Mon, Feb 7, 2022
Read in 3 minutes
Neasa raising the ongoing difficulties with homelessness, its interaction with addiction issues and how these have been impacted by the Covid-19 pandemic and its resulting restrictions.
Transcript: I will use my time to draw attention to the ongoing difficulties with homelessness, its interaction with addiction issues and how these have been impacted by the Covid-19 pandemic and its resulting restrictions. In the early days of the virus, there was a necessary and welcome urgency in Government to address the homelessness and housing crisis while individuals and families were asked to lock down in place.
Between April and May last year, there was a 12% decrease in the number of people in emergency accommodation. Unfortunately, since that time, the numbers of people seeking support have gradually crept up towards pre-pandemic levels following the lifting of the ban on evictions, and, as we all know, the cost of living, in particular rents for housing, has soared. The number of people in emergency accommodation has reached the 9,000 mark for the first time since April 2020.

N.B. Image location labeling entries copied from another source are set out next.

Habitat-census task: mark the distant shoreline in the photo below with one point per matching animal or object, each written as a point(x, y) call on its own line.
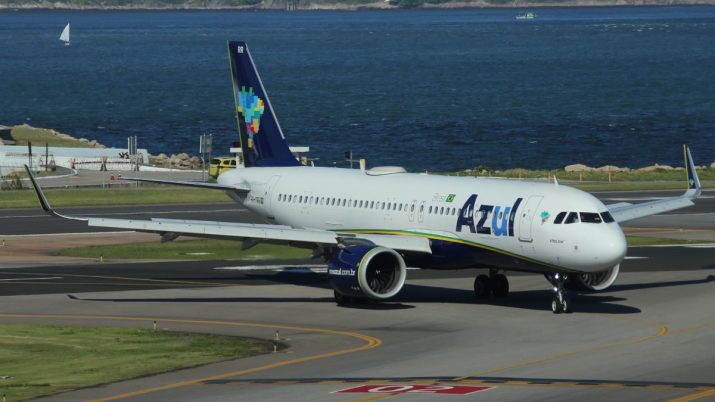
point(303, 5)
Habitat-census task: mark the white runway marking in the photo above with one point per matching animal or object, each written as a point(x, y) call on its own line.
point(72, 234)
point(647, 198)
point(202, 211)
point(287, 268)
point(318, 269)
point(703, 245)
point(30, 279)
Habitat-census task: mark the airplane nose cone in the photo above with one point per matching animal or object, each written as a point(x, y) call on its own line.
point(613, 249)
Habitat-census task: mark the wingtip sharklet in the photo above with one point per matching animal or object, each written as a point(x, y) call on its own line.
point(43, 200)
point(693, 179)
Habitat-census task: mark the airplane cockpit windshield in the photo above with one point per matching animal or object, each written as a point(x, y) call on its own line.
point(567, 218)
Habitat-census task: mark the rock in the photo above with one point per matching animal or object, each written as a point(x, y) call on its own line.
point(611, 168)
point(655, 167)
point(578, 168)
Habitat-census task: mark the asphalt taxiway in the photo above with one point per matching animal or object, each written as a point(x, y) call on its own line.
point(648, 337)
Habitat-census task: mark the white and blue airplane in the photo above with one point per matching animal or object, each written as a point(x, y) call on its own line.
point(370, 224)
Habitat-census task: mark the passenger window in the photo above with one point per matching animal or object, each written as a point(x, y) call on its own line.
point(607, 217)
point(572, 218)
point(559, 218)
point(590, 217)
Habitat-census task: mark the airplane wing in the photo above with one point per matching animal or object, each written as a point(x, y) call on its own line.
point(213, 186)
point(169, 229)
point(623, 211)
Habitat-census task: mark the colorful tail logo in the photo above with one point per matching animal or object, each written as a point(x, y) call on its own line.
point(252, 108)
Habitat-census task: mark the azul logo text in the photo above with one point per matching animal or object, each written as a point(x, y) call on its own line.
point(500, 224)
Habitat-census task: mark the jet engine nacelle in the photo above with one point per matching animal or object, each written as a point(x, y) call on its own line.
point(594, 281)
point(367, 271)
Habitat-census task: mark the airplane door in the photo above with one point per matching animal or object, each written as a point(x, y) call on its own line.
point(270, 194)
point(527, 217)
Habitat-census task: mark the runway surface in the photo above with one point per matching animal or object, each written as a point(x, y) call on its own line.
point(648, 337)
point(34, 221)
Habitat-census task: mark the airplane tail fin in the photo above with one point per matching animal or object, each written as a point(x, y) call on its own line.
point(262, 140)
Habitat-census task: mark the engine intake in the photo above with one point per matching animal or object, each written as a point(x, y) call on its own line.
point(594, 281)
point(367, 271)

As the world moves to a post-Covid reality, it is imperative that the Government does not allow a return to the norm of the last few years as regards the numbers of people who are in homeless and emergency accommodation. It is vital that every Department of the State works to ensure that long-term homelessness is considered completely unacceptable in Irish society. We know for certain that long-term stays in homeless accommodation and emergency accommodation lead to worse outcomes for those who receive services. That itself places great stress and demand on treatment and counselling services. Outcomes for people in emergency accommodation will not and cannot improve unless they have access to secure long-term housing and appropriate support services.

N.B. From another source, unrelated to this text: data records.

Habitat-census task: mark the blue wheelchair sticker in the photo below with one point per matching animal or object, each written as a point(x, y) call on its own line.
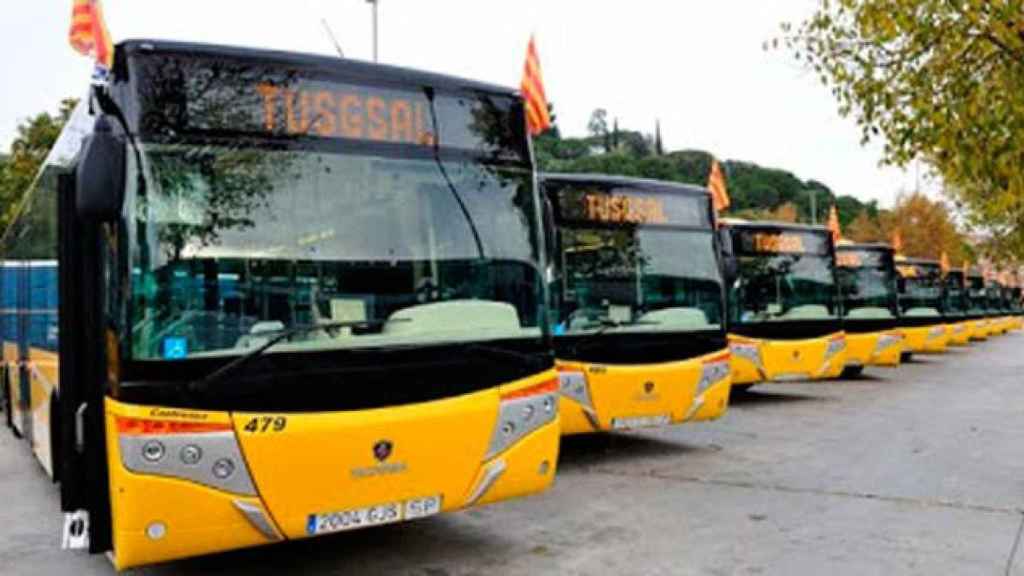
point(175, 347)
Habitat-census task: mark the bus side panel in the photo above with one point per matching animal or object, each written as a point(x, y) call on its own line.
point(42, 366)
point(323, 463)
point(41, 363)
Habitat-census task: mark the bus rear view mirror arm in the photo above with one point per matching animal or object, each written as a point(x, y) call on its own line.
point(100, 174)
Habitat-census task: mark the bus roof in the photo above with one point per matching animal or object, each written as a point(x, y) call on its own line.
point(923, 261)
point(864, 246)
point(356, 69)
point(770, 224)
point(626, 181)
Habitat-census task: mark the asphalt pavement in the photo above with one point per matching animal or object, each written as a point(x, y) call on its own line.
point(915, 470)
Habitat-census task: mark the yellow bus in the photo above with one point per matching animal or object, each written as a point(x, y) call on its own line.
point(639, 302)
point(784, 310)
point(956, 309)
point(921, 299)
point(1016, 304)
point(870, 305)
point(998, 309)
point(298, 295)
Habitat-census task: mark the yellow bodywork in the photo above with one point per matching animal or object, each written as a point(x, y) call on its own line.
point(873, 348)
point(321, 463)
point(41, 369)
point(764, 361)
point(926, 339)
point(644, 395)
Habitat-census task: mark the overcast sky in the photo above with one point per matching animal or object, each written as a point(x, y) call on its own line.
point(696, 66)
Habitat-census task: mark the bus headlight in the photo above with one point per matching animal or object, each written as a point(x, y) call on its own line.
point(572, 384)
point(144, 443)
point(836, 344)
point(520, 413)
point(714, 370)
point(748, 350)
point(888, 340)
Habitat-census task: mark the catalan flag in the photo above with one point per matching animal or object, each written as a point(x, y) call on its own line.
point(897, 241)
point(834, 224)
point(538, 118)
point(88, 32)
point(716, 183)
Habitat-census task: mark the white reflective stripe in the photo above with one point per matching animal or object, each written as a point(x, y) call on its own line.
point(494, 471)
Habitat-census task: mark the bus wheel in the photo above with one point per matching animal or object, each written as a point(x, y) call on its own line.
point(852, 371)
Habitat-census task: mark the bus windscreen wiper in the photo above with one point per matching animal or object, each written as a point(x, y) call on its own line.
point(504, 354)
point(607, 324)
point(280, 336)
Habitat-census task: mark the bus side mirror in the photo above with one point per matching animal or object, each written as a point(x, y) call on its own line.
point(100, 174)
point(729, 266)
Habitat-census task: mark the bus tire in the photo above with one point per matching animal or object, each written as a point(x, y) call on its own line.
point(852, 372)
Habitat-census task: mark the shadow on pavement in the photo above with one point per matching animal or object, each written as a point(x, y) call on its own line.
point(587, 450)
point(764, 396)
point(370, 550)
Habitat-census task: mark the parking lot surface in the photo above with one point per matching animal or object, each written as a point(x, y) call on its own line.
point(916, 470)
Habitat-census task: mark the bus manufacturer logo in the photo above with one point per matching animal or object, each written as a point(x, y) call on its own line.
point(382, 450)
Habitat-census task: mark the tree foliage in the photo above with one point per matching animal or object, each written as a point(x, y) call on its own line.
point(35, 137)
point(936, 80)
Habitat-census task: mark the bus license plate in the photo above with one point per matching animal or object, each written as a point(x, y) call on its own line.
point(640, 421)
point(373, 516)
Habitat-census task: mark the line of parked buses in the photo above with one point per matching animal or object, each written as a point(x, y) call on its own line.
point(257, 296)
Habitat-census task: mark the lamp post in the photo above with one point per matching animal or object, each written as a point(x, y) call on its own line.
point(376, 7)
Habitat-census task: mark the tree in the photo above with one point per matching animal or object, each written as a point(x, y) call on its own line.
point(925, 225)
point(598, 127)
point(863, 229)
point(785, 213)
point(35, 137)
point(938, 81)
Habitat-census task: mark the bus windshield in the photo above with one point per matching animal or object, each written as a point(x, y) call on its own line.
point(653, 270)
point(977, 294)
point(782, 276)
point(954, 295)
point(867, 282)
point(921, 289)
point(408, 214)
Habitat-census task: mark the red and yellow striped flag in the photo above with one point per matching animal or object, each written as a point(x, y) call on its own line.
point(716, 183)
point(538, 118)
point(834, 224)
point(897, 241)
point(88, 32)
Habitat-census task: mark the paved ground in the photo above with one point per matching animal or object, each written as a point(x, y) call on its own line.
point(912, 471)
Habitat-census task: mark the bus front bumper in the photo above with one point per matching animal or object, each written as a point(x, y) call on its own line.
point(778, 361)
point(873, 348)
point(926, 339)
point(601, 398)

I will raise a couple of issues in that regard. The first is provision of dedicated LGBTQI+ emergency accommodation within homelessness services. A recent study by Focus Ireland, BeLonG To and UCD suggested that some LGBTQI+ persons experiencing homelessness were unwilling to enter a space such as a hostel or an emergency accommodation venue because they feared they would encounter a lack of understanding. People deserve to feel safe no matter what services they are accessing. We may need to have dedicated housing for that purpose.
Second, the Covid-19 pandemic raised grave concerns for people who are homeless and use drugs. In March 2020, in light of the pandemic, the HSE published a plan, which was welcomed, that guided the support and treatment of substance use and recognised that harm reduction interventions for substance users were necessary. People experiencing homelessness who were substance users were offered support both to reduce the risk of contracting the virus and reduce harm from drug use. I echo Deputy Creed’s call for staff who worked in high-support services to also be recognised in the recognition payment.
The two major initiatives that were undertaken were the faster processing of clients into treatment and temporary amendments to allow patients to access ongoing treatment and regular medicines. This was fantastic and I hope we can hold on to that. However, the one area that we did not significantly address is the continued dichotomy in Ireland between treatment for addiction and treatment for mental health. Service users often have to choose which treatment route they will take as we continue to separate out those two issues, despite best practice. People cannot get psychiatric care until they treat their addiction or vice versa. Of course, life does not work like that.
The proposed Citizens’ Assembly on drugs would be an ideal opportunity to discuss this lacuna. For the most part, from what I am hearing, service users and providers agree that some positive changes were made during the Covid-19 crisis and should be maintained. However, we have a lot more work to do, in particular on mental health.